Sterling slips from six-week high

27 Jan, 2017

Sterling slipped from a six-week high against a strengthening dollar on Thursday as investors booked profits after a rally that saw the pound climb almost 5 percent in just 10 days.
The pound opened the day on a strong note against the dollar, nearing $1.27 and bolstered by data showing Britain's economy maintained its momentum in the final three months of 2016 - again defying expectations that June's vote for Brexit would rapidly take a toll on growth.
But it quickly gave up those gains as the dollar rallied across the board after reaching a seven-week low and, having touched a high of $1.2674, sterling was trading over a cent lower than that by 1620 GMT at $1.2571.
That still left sterling on track for its best fortnightly performance against the dollar in 10 months.
"We're seeing a dollar reversal across the board and cable (sterling/dollar) is just getting caught up in that - it's fair to say the newsflow is still very positive for sterling," said RBC Capital Markets currency strategist Adam Cole.
Brexit minister David Davis on Thursday began the process of passing a law enabling the government to trigger Britain's exit from the EU. He published legislation and introduced it to parliament - the first stages in the normal lawmaking process which will see both chambers of parliament scrutinise the bill.
"Though there is clearly going to be several weeks of debate now in both houses, I don't think that's going to have that much effect on sterling because we know the bottom line is that neither house is going to block the legislation," said Cole.
"So I think politics goes quite quiet now (for sterling) until we get to the point when Article 50 is triggered," he added, referring to Article 50 of the Lisbon Treaty, which will formally start Brexit talks.
The focus for currency traders since Britain voted to leave the EU has been how that departure plays out - whether it will be a "hard" exit, in which Britain leaves the European single market, or a "softer" one being the key question.
With more clarity on the government's position - after Prime Minister Theresa May said last week Britain would indeed be departing the single market and the Supreme Court ruling this week that parliament must approve the triggering of Article 50 - it now appears that investors are turning to fundamentals.

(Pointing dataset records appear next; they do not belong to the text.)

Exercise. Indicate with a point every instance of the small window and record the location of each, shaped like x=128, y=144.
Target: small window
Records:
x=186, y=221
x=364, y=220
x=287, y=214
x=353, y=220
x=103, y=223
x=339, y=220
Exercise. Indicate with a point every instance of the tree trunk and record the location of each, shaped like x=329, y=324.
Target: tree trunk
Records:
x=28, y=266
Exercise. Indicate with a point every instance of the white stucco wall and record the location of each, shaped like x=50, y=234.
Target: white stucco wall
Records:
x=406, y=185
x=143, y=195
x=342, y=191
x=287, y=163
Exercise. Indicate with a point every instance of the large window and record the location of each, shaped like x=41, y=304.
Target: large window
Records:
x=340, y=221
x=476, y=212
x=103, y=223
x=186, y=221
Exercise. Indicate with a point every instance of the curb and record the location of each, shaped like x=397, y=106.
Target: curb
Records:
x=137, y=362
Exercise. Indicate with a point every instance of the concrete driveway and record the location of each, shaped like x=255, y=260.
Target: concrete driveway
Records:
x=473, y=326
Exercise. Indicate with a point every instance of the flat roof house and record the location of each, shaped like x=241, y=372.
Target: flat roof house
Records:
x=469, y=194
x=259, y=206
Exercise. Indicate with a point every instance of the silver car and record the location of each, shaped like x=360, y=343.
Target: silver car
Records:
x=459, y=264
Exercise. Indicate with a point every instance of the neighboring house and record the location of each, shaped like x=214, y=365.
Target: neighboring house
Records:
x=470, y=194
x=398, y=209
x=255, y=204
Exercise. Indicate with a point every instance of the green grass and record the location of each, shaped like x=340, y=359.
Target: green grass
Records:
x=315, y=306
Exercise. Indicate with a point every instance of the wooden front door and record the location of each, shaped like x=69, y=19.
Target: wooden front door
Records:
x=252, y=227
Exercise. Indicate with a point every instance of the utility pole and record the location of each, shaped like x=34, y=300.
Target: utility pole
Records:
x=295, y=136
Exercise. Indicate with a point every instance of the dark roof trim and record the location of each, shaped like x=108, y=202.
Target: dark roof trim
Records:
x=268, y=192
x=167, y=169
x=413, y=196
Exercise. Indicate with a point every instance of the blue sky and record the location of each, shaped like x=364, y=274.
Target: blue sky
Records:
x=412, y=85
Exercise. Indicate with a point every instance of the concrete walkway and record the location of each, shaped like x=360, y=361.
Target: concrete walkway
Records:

Investors are looking ahead to the first Bank of England "Super Thursday" of the year next week, when the BoE will present its quarterly inflation report along with its decision on monetary policy.
Inflation has accelerated as sterling has shed 12 percent since the Brexit vote on a trade-weighted basis. This has led to market talk that the BoE will take a more hawkish tilt and even signal that it is moving closer to raising rates from their current record low of 0.25 percent.
But a Reuters poll on Monday found most economists expect the BoE to leave its rates and other stimulus measures unchanged at least until 2019, even though it is likely to raise its 2017 growth forecast again next week.
Traders will also be watching a meeting between US President Donald Trump and Theresa May in Washington on Friday, with trade expected to dominate discussions.
"Sterling will focus on news headlines around PM May's US visit which, at face value at least, should be positive for the currency," said Commonwealth Bank currency strategist Adam Myers.
Against the euro, the pound rose 0.3 percent on the day to 84.83 pence, close to a three-week high of 84.71 pence touched earlier.